Native
6.7
Native

Album de OneRepublic (2013)

OneRepublic ou Ce que le temps fait aux choses et aux êtres

La toute première chanson extraite de Native que j’ai entendu fut ‘Feel Again’.
Je fus un peu surprise par la nouvelle teinte électro qu’avait pris la musique de OneRepublic mais comme je reconnaissais toujours plus ou moins l’empreinte inimitable du groupe, cela me plut tout de même. Il y avait la même harmonie étrange entre les différents instruments, la même voix indescriptible au centre de la partition qui voletait entre les interlignes, s’élevant dans les graves aussi bien qu’elle plongeait dans les aiguës et surtout, il y avait cette complicité palpable entre les musiciens que je sentais vibrer à chaque note.
J’écoutai et réécoutai fébrilement ‘Feel Again’ de nombreuses fois, tâchant de me persuader que cet album serait comme les précédents, aussi noble que poétique. Quelque chose avait changé pourtant, mais je ne parvenais pas encore à l’identifier. Le son n’était plus aussi propre et net qu’auparavant, l’architecture musicale de la chanson me semblait moins travaillée, moins stable que les précédentes. Il me semblait que les intentions du groupe, elles aussi, avaient changé. Les semaines passèrent, Native dévoila finalement ses titres dans leur intégralité avec notamment son fameux single ‘Counting Stars’ que toutes les radios se dépêchèrent de reprendre en boucle. C’était en 2013.

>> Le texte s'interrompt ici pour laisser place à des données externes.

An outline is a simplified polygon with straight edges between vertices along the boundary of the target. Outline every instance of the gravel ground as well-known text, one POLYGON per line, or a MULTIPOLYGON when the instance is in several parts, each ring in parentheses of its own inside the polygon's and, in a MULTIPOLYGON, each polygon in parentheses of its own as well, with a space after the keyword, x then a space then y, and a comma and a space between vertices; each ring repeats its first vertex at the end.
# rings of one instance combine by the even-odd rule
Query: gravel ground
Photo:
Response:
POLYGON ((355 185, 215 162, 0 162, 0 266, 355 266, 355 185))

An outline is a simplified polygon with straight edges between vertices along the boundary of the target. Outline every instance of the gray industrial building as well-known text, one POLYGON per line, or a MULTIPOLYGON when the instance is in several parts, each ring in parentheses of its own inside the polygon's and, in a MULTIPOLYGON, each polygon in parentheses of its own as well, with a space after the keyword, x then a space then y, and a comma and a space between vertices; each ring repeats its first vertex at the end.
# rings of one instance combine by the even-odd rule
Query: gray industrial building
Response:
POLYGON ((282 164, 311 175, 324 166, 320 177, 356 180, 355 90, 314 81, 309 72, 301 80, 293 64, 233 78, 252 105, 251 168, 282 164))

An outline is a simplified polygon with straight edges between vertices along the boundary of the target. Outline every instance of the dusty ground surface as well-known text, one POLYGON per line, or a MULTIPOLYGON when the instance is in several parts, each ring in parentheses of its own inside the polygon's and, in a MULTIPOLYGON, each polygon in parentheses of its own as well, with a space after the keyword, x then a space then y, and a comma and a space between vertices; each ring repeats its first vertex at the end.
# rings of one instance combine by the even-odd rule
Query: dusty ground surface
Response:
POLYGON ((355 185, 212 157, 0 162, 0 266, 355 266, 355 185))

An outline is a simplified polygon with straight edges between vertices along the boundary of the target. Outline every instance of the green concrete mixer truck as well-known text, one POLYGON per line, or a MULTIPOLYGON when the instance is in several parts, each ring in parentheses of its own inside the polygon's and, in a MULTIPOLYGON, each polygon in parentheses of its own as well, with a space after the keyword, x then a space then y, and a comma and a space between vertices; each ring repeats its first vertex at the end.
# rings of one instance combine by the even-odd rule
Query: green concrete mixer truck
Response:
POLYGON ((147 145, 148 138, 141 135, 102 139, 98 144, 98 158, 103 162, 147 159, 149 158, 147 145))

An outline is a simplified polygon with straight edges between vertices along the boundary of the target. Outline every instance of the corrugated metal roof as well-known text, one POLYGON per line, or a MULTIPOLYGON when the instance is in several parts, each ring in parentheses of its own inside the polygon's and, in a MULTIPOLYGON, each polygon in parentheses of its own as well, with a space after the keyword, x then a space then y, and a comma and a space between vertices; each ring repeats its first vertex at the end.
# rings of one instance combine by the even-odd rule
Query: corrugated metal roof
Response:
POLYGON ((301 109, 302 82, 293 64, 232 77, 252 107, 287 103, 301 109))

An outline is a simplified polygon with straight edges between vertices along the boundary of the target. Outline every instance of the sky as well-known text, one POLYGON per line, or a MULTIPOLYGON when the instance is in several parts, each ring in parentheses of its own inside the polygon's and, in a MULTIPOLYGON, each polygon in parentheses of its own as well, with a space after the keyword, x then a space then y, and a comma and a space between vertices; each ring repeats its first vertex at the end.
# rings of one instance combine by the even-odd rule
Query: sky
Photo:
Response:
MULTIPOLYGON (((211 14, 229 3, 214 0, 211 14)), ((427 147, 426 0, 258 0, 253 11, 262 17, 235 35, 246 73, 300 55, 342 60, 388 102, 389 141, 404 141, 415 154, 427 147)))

Je suivais le groupe depuis un certain temps déjà, l’ayant connu dans mes jeunes années alors que j’étais encore au lycée, en 2009. Un soir de pluie (et d’ennui) j’étais tombé par hasard sur leur premier single de l’époque ‘Apologize’– avec l’excellent clip d’Aaron Platt – et je l’avais adoré. Je découvris ensuite -parmi d’autres titres moins connus- ‘Stop and Stare’, ‘Say (All I Need)’ et plus tard ‘All The Right Moves’. Au début, je n’y attachai pas une importance capitale, pensant que comme tout ce que j’avais écouté jusqu’ici, je finirais pas me lasser ou par tomber sur une de leurs créations qui me déplairait… mais non. Chaque morceau me touchait avec une justesse confondante. J’achetai leur premier album Dreaming Out Loud que je trouvai beau au-delà du raisonnable, puis le second, Waking up.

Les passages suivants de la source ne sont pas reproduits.